There's not much difference, really, except maybe for incoming connections, if they use
private IPs. If you pay the ISP directly for a connection in your office, they still bring the
connections together in a wiring closet somewhere. If you have a your own free standing
building, you are in fact sharing a connection with the other people on your street. Whether
the lines connect in the basement or at the end of the street doesn't much matter.

There are two ways that it can be set up. You can get a regular IP, if the ISP provides a pool
of IPs to the building, or you could get a private network IP, where the whole building has just
one public IP. If you get a public IP (an IP from the ISP), for all intents and purposes it's the
same thing as if you paid the ISP directly. If it's a private IP such as 196.168.x.x or 10.0.x.x,
you may have difficulty connection from your home to your office, and because with regular
FTP the server actually connects back to the client, you may need to use passive FTP.

Either way, assuming you have multiple computers which share data you'll probably want
to use your own router, in order to create your own private network within the building or
ISP network. When connecting outside of your own network and working with sensitive
data, you'll use encryption such as SSL, SSH, ftps, GPG, etc. That's the same as what
you're used to, where neighbors can often snoop on your unsecured traffic.

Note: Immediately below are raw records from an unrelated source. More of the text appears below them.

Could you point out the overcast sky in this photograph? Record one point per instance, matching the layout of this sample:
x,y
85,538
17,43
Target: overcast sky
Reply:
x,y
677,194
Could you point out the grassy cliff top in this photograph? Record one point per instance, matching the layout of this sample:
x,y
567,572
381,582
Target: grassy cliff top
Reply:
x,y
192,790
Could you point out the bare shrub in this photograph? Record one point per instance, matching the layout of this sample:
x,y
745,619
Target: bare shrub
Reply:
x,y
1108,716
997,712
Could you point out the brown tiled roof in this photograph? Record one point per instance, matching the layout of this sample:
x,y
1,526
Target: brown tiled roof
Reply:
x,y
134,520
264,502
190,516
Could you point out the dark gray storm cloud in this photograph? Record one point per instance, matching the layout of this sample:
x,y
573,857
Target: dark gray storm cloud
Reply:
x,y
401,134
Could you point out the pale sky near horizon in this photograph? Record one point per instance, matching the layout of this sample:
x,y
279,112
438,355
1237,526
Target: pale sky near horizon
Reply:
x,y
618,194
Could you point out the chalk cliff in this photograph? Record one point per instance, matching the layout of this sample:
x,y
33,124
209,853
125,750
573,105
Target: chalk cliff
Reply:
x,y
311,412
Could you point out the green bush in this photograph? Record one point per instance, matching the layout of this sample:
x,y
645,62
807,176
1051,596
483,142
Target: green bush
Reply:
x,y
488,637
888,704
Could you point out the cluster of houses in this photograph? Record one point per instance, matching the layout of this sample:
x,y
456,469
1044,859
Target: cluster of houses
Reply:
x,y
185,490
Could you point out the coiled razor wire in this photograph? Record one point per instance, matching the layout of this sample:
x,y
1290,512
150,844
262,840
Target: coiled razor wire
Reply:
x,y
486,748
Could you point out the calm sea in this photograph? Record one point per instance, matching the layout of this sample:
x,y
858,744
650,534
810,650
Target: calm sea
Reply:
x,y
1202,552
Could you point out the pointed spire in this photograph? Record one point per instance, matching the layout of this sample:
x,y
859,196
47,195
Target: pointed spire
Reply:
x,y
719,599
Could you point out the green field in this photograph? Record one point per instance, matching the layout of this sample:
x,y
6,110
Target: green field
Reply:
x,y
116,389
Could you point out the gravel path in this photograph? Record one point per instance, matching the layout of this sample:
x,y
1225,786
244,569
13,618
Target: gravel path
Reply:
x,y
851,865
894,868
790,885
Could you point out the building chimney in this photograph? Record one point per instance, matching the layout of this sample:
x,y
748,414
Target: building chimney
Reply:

We'd suggest a two layered approach. It's probably a good idea to set your mail client
to use SSL/TLS for POP3, but also identify the sensitive data and encrypt it. For example,
we use GPG when sending credit card information through email, even though our email
connection uses SSL. That way the sensitive data has two levels of protection - the
standard encryption applied to all POP3 traffic, plus the GPG that's used for sensitive emails.